Faithful Giving -- A Relationship of Love
People who pledge to sponsor a child develop lifelong relationships with the children and families they support. Besides raising four children of their own, Jim and Tana Saldin have been sponsoring one child at a time since 1953.Tana recalls that when their first orphan became self-sufficient and no longer needed a sponsor, her youngest daughter was quite sad. "World Vision sent us a replacement child," Tana explains, "and all was well again."

The Saldins first responded to an appeal made by World Vision founder Bob Pierce after hearing him speak in Tacoma,Washington. Signing up to help a Korean child for $5 a month seemed to Tana "the right thing to do." Tana says, "You expect to do it [send a donation every month], and you love to do it."

Kids In Need Provides School Supplies
While sponsorship helps children abroad,World Vision works to help struggling families in the United States. In these homes, buying necessities and keeping a roof overhead leaves few resources for investing in a child’s educational needs. And though inner-city school districts attempt to evenly divide small budgets, students in middle-to-affluent communities receive more funding per pupil than children in impoverished areas.
World Vision’s Kids In Need is one program helping these children. In collaboration with the School & Home Office Products Association’s (SHOPA) Foundation for Education Excellence, we have opened five resource centers -- Seattle/Tacoma, Minneapolis/St. Paul, Los Angeles, Chicago, and Washington, D.C. -- that contain free school supplies.

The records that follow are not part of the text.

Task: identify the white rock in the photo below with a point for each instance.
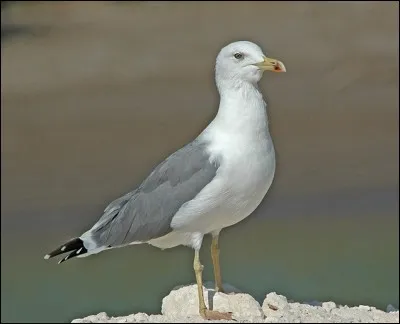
(391, 308)
(181, 306)
(242, 306)
(328, 306)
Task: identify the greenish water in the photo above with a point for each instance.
(95, 94)
(351, 260)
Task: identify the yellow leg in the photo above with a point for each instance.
(198, 270)
(204, 312)
(215, 258)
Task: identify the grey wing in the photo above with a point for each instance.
(146, 212)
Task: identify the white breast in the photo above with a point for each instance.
(244, 177)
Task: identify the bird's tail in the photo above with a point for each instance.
(75, 245)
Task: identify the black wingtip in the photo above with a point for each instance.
(75, 245)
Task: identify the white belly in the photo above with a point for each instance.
(240, 185)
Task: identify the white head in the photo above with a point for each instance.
(244, 61)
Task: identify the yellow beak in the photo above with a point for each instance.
(270, 64)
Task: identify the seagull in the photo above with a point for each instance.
(213, 182)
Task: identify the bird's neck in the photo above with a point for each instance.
(242, 110)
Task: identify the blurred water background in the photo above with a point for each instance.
(95, 94)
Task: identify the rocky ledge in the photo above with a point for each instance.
(181, 306)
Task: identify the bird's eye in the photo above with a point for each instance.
(238, 56)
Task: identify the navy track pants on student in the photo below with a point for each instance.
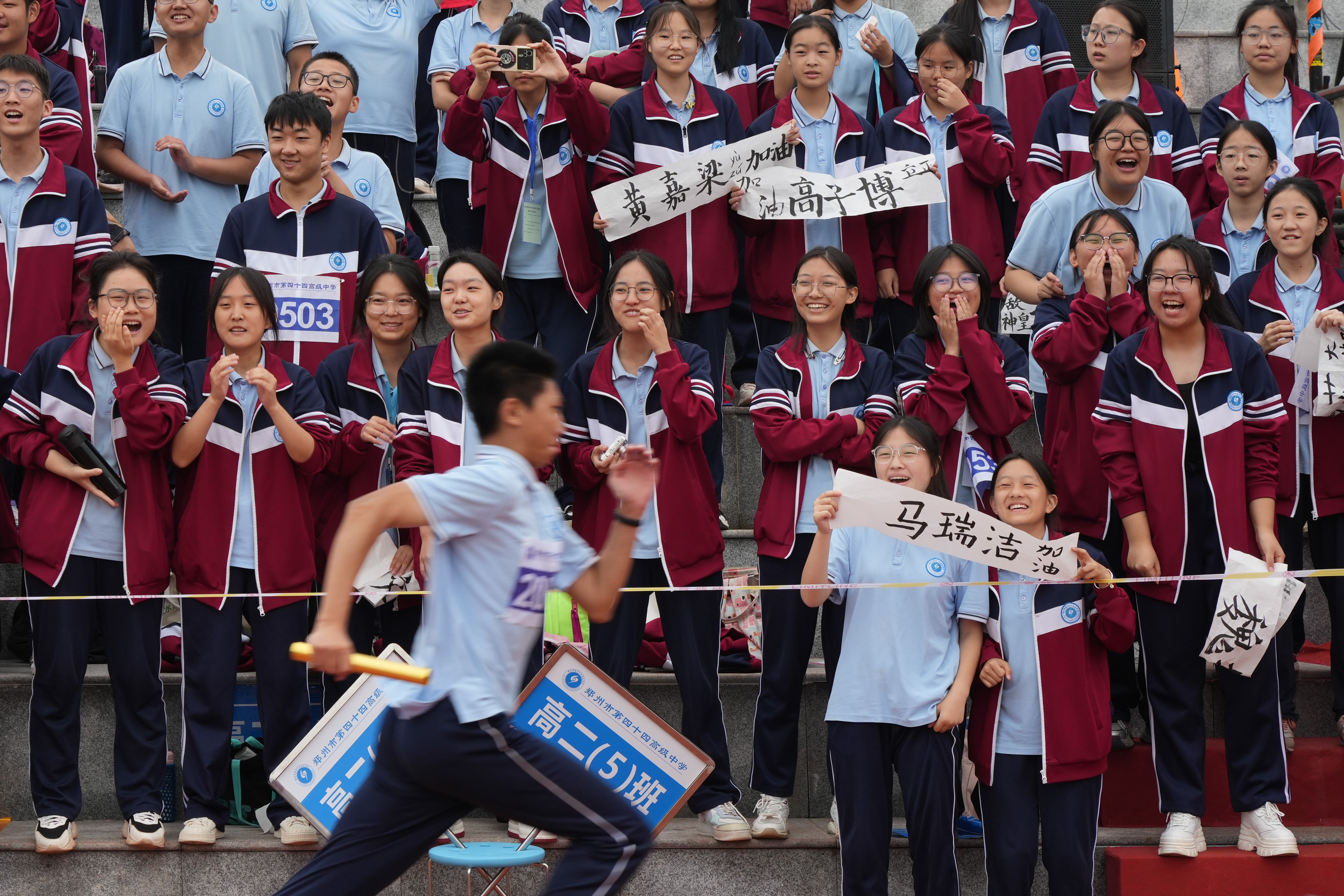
(433, 769)
(863, 757)
(1018, 808)
(61, 635)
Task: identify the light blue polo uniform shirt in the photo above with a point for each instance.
(819, 136)
(214, 112)
(381, 38)
(822, 369)
(634, 390)
(454, 44)
(366, 175)
(100, 534)
(901, 645)
(252, 37)
(500, 543)
(1019, 700)
(14, 197)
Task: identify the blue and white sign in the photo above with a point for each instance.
(581, 713)
(322, 774)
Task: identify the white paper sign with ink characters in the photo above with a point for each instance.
(792, 194)
(661, 195)
(940, 524)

Most of these gift-in-kind items have been donated by a school or office supply company, and neither the school district nor the teachers pay for the products. Participating schools must demonstrate that 70 percent or more of its students qualify for the free- or reduced-lunch programs --an indicator of family poverty. Teachers from these schools come in and "shop" free of charge for the items they need for the children in their classes. Katherine, a single mom in Los Angeles says, "I think the program is neat, because it gives the kids the supplies they need to learn, and it helps them with self-esteem."